Eugène Thomas navigue ensuite sur La Joconde pendant un an. C’est un 25 mètres en bois construit aux Sables qui appartient à l’armement Robic et Corlay. Il est ensuite vendu à l’armement José Celton et Herriot, des Sables. Il pêche dans le Sud Irlande et débarque dans le port vendéen. Eugène Thomas passe sur différents chalutiers, le Roussillon pour une marée, le Sinbad (sardinier de 38 mètres) au Maroc, le Touraine, l’Oriane, le Chipeau, le Tourmalet, le Térékie, trois marées sur l’Angoumois comme second, pour des remplacements.
En 72, il passe son brevet de capitaine de pêche.
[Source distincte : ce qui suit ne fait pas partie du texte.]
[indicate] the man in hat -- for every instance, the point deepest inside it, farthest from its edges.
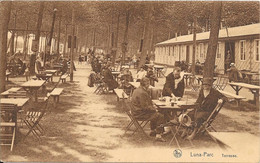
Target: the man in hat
(207, 101)
(174, 85)
(143, 108)
(234, 74)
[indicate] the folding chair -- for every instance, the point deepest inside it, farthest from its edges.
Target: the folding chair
(195, 86)
(32, 120)
(8, 123)
(221, 82)
(139, 123)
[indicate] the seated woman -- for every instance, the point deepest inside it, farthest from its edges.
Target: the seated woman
(150, 75)
(108, 78)
(140, 74)
(125, 78)
(207, 101)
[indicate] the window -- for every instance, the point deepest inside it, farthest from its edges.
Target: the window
(218, 51)
(201, 50)
(242, 50)
(257, 50)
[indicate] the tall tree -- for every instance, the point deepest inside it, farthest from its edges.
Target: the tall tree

Et curieusement, en octobre de cette année-là, il part au commerce sur le Carolia, un charbonnier de l’Union navale, armement créé par les importateurs de charbon. Il bourlingue pour cette compagnie en Pologne, URSS, USA, Lituanie…
En 1973, le CNRS cherche un capitaine de pêche pour naviguer sur la Catherine Laurence, un vieux chalutier, en Méditerranée. Eugène Thomas embarque comme lieutenant puis comme capitaine jusqu’en avril 74. En 76, il passe son brevet de chef de quart et navigue désormais en 13ème catégorie. Il continue à naviguer au commerce et fait des remplacements à la pêche pour des patrons qui vont passer leur diplôme.
Il retrouve le CNRS de janvier 79 à octobre 80 à bord du Gwalarn à Brest puis sur le Côte d’Aquitaine sur lequel il reste jusqu’à sa retraite à 53 ans, le 31 décembre 1987.
Eugène Thomas prend alors une année sabbatique avant d’être repris par le démon de la navigation. Pour le compte d’Yves Thomas, courtier maritime à La Rochelle, il effectue de nombreux convoyages de bateaux de pêche entre la France et l’Afrique. Il est réinscrit à la marine de 1992 à 1998, année où il arrête définitivement de naviguer.
Son dernier embarquement s’effectue sur l’Etel, un chalutier de 34 mètres à relevage arrière, désarmé et saisi à Abidjan. Le bateau est pillé. Il sort discrètement du port le premier de l’an 1995, pour aller faire du fuel au large auprès d’un tanker. Une fois hors de vue des côtes, l’équipage s’apprête à manger des huîtres amenées de France pour fêter la nouvelle année quand il s’aperçoit que le cuisinier africain a commencé à les faire cuire. Le chalutier fait une escale à Dakar pour embarquer le matériel qui lui manque et le convoyage se termine sans encombre. Une vie de marin bien remplie.